In many cases: probably yes.
But let’s consider another possibility already listed here – cyberpunk as a warning but also as an emancipatory fantasy. Cyberpunk worlds are scary – they seem to be places where you wouldn’t like to live; there’s no possibility of contact with nature and the principle of permanent exploitation reigns supreme. It is this element of warning – nowadays, in an era of the growing potential of AI, increasing surveillance capability and possibilities of taking over the technology market by the largest players, this warning is much more current than back in the ‘80s. So where is emancipation in all of this?
It’s enough to take a look at cyberpunk characters to see it. The characters in the narrative are people who function on the fringes of the system and try to outsmart it – they use false identities and steal data (sometimes also hardware) from companies; they are basically criminals. But doesn’t being a criminal in an anti-human world, based on more or less subtle violence, become an act of defiance or perhaps even a virtue? Cyberpunk characters are rarely friendly and morally unambiguous – but maybe they simply adapt to the conditions they have to live in, which have been created by real, white-collar criminals. This is emancipation and hope in cyberpunk – even in a world dominated by soulless powers, smart individuals may challenge the status quo. Their anti-system activity goes well with a counter-cultural life on the edge – being outside the system becomes a radical, anarchist act of freedom in the apocalyptic carnival.
The present-day revival of cyberpunk could be interpreted just as a kind of response to current realities – a world in which technology, in accordance with Arthur C. Clarke’s Third Law, is actually indistinguishable from magic.
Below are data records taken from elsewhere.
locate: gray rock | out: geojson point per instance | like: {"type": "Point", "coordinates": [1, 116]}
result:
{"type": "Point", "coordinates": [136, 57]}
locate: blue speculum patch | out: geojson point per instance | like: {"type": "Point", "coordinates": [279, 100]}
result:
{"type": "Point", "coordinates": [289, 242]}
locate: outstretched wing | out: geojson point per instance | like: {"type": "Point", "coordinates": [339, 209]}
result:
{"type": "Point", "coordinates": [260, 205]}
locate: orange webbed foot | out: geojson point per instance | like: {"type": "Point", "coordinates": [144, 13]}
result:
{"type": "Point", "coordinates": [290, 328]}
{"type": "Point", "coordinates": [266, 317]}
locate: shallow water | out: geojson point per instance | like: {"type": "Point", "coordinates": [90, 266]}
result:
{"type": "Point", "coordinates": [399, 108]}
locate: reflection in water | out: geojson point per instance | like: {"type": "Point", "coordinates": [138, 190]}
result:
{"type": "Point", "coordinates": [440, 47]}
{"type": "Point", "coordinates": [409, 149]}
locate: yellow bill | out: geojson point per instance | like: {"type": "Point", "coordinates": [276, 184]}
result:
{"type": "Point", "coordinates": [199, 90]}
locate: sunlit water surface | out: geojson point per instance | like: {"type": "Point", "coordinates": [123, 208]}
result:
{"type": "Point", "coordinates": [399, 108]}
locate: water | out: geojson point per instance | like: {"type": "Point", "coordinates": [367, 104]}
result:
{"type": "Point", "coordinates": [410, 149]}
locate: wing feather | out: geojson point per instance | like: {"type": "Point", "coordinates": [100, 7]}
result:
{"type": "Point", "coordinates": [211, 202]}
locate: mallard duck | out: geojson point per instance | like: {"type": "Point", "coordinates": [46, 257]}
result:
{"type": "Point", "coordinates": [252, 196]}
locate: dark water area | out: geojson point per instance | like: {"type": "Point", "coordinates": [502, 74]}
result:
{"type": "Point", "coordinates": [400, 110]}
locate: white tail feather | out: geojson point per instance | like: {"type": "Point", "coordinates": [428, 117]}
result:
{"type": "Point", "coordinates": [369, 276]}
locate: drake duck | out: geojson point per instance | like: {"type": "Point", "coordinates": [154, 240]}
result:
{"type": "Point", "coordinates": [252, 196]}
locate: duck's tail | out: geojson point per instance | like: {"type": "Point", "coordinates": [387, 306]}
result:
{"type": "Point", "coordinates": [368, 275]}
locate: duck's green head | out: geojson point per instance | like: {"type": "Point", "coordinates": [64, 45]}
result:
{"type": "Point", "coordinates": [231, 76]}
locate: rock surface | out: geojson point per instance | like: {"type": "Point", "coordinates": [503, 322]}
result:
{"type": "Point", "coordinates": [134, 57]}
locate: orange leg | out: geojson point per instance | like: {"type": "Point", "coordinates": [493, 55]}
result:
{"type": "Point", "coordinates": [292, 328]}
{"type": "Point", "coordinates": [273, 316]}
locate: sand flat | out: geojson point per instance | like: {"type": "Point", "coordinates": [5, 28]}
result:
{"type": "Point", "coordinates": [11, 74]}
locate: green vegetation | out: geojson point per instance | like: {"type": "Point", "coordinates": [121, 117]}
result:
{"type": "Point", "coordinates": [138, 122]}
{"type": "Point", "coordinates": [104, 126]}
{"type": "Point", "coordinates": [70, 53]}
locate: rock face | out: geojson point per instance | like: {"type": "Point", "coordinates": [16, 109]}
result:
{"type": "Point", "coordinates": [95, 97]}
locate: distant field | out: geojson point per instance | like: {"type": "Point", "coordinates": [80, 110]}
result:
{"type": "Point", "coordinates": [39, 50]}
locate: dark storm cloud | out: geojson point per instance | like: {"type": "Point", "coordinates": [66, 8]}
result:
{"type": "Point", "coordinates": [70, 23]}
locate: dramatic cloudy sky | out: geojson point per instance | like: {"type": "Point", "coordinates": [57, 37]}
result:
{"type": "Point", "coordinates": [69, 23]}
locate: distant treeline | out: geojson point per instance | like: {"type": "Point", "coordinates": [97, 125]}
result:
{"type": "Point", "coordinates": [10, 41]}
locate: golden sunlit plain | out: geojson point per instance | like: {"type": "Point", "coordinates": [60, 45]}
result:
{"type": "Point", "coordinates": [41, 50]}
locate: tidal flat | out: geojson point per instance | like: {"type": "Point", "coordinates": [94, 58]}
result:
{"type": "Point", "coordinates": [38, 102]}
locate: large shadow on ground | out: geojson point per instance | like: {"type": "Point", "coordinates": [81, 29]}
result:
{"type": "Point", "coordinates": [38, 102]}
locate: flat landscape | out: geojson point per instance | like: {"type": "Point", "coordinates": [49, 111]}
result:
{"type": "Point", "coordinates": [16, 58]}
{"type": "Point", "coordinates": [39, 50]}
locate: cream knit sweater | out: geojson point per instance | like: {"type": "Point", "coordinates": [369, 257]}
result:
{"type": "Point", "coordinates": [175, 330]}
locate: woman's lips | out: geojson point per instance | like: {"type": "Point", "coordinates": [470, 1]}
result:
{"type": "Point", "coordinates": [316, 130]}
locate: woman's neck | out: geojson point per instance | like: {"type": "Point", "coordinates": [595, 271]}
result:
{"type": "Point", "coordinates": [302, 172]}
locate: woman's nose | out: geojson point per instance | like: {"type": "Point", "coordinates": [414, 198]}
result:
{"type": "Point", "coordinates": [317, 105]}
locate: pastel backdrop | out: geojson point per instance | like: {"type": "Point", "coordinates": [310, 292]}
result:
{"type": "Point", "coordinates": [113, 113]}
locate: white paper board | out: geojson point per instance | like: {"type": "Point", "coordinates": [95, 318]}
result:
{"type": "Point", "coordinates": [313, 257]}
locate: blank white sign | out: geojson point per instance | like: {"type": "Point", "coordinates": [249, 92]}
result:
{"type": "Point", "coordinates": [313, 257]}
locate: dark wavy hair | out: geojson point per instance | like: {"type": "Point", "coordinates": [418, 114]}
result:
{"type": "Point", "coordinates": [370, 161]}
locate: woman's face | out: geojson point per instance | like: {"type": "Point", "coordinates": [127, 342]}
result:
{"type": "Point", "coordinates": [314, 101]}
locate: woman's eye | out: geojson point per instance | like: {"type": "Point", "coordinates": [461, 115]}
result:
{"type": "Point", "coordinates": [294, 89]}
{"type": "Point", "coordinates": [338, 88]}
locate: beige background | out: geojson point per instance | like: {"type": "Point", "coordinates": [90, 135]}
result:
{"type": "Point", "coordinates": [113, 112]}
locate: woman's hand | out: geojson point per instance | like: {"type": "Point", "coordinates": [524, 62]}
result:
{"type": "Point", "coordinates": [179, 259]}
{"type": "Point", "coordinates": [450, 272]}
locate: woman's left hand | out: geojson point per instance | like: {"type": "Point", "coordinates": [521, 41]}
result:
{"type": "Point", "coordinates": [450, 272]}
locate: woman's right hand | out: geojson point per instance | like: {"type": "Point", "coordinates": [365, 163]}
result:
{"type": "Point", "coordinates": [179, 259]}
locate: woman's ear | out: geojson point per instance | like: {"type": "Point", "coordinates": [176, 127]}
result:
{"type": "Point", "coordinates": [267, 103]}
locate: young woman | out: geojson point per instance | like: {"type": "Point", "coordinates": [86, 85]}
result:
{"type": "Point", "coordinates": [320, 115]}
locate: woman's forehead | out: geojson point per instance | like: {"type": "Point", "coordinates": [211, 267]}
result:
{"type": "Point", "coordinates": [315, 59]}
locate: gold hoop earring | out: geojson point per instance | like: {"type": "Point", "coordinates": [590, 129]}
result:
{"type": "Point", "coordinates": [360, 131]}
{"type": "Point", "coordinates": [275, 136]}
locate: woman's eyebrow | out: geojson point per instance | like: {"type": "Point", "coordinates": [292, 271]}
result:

The rapid development of science made knowledge a subject of narrow specialisations and hence practically impossible to be acquired by an individual. Worse still – this fragmentation of knowledge means that the use of technology can be determined by individuals who do not fully understand the consequences of its use. Science and technology have never been subject to social control, and today, despite legal norms, the situation does not appear to be getting any better. Maybe this is why cyberpunk resonates so strongly in pop culture again: it is an expression of dread and a belief in resistance.
Or maybe simply because colourful hairstyles and cybernetic glasses still are edgy and cool. Well, that would be one explanation in the spirit of cyberpunk.